In India’s COVID-19 Fight, Letting Pediatrician Vaccinate Adults Can Be a Game Changer

·5-min read

On March 11 last year, the World Health Organization (WHO) declared COVID-19 a pandemic. Globally, as of March 25, 2021, WHO has reported 124,535,520 confirmed cases of COVID-19, including 2,738,876 deaths. Corresponding figures for India are 11,738,534 confirmed cases and 160,692 deaths.

In the absence of any specific treatment, the focus has been on testing, treating and controlling the spread of this infection. With a second and third wave surging in some states, vaccinations remain the only hope for controlling this disease. The human population is naïve to SARS-CoV-2 and repeated cycles of re-infections will result in unacceptably high mortality and severe economic disruption.
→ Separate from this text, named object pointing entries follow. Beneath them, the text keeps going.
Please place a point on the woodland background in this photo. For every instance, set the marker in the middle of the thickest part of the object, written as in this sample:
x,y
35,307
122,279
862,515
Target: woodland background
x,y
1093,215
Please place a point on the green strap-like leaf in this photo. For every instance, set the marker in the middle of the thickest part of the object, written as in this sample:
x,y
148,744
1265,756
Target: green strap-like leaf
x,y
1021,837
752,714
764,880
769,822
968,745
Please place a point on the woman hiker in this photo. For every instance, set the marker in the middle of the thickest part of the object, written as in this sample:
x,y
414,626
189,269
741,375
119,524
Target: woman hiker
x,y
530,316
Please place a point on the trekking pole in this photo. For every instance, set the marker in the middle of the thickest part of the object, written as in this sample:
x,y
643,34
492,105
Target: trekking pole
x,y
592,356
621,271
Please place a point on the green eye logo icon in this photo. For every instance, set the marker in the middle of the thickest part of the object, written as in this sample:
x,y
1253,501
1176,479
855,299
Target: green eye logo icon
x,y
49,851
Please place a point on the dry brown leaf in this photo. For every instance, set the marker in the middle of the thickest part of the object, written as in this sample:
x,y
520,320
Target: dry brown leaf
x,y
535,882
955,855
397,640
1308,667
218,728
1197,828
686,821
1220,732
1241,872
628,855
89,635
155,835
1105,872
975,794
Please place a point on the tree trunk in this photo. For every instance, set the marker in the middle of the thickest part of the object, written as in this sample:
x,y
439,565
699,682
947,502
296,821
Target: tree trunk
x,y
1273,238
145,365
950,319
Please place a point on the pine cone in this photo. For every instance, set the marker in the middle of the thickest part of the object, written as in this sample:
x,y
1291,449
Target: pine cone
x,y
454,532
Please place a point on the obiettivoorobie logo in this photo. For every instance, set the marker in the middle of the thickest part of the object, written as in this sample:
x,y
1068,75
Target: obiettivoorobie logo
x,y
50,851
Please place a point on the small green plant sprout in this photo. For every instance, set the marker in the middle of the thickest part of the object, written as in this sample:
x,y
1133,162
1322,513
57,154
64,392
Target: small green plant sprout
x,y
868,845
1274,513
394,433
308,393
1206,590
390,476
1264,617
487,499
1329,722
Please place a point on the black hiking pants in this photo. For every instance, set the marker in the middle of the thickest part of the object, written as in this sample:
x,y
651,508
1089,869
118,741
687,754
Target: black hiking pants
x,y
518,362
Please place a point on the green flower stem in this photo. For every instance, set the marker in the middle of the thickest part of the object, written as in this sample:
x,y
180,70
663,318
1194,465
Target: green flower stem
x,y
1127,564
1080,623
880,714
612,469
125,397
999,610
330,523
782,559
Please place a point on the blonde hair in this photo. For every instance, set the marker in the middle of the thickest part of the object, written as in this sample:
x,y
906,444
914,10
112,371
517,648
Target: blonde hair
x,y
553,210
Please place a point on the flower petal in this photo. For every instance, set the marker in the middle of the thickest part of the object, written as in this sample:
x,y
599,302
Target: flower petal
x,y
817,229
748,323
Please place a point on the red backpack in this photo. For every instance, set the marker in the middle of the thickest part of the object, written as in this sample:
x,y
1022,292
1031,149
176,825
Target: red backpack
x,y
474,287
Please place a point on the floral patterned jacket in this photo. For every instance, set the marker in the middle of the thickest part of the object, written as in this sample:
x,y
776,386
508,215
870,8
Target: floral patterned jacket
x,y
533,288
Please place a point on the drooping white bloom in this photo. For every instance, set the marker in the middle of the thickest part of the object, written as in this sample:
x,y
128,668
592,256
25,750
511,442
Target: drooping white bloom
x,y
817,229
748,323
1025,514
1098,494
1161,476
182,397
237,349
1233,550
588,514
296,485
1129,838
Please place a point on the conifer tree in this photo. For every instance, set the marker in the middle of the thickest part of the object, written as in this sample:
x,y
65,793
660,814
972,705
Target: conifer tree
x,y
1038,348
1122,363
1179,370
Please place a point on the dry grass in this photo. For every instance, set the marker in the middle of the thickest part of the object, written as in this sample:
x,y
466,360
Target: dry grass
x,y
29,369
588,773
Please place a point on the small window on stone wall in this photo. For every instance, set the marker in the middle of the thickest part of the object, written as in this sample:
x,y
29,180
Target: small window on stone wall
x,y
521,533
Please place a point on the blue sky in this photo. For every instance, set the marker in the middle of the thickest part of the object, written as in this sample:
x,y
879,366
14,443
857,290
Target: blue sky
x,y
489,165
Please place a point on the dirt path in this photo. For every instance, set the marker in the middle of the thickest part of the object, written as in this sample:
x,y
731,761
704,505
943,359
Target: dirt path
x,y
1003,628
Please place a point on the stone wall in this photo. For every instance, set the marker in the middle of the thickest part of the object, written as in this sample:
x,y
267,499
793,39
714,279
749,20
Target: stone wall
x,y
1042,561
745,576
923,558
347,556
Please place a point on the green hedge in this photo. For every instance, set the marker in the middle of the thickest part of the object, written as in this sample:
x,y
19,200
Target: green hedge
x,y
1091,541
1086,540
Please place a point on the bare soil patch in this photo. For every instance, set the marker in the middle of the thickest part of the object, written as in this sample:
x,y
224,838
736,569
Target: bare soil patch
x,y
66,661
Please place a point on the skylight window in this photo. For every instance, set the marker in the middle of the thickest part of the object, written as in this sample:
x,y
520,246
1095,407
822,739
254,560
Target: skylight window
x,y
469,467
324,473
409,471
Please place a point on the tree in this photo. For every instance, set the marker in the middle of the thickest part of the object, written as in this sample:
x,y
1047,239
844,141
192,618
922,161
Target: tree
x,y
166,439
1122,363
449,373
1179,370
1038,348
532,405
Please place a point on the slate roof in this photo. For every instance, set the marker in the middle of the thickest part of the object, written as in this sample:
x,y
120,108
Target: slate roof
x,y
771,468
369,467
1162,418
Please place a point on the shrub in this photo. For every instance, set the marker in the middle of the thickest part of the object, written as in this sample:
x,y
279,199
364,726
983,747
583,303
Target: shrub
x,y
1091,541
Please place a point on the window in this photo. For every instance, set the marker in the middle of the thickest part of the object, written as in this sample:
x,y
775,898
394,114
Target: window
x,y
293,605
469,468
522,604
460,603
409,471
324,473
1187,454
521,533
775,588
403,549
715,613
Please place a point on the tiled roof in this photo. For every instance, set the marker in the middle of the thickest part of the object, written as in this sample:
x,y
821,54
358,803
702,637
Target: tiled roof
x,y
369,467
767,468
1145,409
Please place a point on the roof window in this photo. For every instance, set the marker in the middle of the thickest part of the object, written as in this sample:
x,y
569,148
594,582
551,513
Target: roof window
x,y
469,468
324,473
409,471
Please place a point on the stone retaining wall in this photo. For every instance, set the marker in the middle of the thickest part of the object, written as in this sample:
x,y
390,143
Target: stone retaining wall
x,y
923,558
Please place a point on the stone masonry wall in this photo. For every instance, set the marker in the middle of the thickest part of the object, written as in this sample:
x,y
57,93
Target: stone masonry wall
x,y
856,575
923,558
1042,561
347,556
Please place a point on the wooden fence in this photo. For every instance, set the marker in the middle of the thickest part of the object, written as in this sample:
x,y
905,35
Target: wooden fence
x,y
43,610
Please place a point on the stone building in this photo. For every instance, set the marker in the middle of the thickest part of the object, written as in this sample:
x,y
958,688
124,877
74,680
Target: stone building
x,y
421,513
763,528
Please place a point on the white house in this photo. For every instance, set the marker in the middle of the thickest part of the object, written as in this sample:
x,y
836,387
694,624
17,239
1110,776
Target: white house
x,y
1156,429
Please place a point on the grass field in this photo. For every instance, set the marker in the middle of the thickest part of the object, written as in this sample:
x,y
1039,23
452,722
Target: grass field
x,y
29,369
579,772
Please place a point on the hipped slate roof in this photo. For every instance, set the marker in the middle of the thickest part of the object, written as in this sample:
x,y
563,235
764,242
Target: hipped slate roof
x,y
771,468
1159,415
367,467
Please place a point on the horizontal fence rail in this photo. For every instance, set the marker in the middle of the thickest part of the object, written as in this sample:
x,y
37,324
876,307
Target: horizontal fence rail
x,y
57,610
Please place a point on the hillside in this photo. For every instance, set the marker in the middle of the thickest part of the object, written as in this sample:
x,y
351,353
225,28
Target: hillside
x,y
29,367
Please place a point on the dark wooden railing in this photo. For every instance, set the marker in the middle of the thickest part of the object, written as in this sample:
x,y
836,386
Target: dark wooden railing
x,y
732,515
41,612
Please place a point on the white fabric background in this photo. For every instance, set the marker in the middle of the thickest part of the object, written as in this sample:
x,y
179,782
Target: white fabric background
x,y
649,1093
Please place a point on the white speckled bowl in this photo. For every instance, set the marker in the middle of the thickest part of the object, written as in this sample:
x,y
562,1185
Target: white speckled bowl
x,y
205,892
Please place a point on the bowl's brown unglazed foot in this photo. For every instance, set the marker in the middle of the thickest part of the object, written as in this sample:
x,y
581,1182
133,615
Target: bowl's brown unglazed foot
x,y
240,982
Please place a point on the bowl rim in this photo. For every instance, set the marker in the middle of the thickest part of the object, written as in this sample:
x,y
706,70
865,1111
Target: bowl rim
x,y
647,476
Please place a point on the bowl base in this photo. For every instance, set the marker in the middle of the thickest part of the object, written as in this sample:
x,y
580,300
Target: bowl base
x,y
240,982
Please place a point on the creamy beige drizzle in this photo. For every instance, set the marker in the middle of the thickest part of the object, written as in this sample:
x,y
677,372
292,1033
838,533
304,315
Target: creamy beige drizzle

The development of a reasonably effective and safe vaccine, in the shortest period of time, and its rapid deployment to the largest numbers will prove to be immensely beneficial—and this is a public health priority. The long-term solution to COVID-19 pandemic will be a globally implemented, safe vaccination programme that has broad clinical and socioeconomic benefits.

The vaccine researchers and the vaccine industry have accepted the challenge and risen to the occasion. Vaccine research has progressed at "pandemic speed"— on January 11 last year, the Chinese authorities shared the genetic sequence of the novel coronavirus and on December 11, the first COVID-19 vaccine, the Pfizer-BioNTech COVID-19 vaccine, received Emergency Use Authorization. Moreover, novel but extensively researched vaccine platforms, genetic vaccines and viral-vectored vaccines have been the basis for the rapid development of these vaccines.

Ramp up vaccination drive

There is no doubt, with the limited availability of COVID-19 vaccines, their shortage will necessitate prioritization. Prioritization, however, should ensure there is maximization of benefits of vaccination to both individual recipients and the population at large.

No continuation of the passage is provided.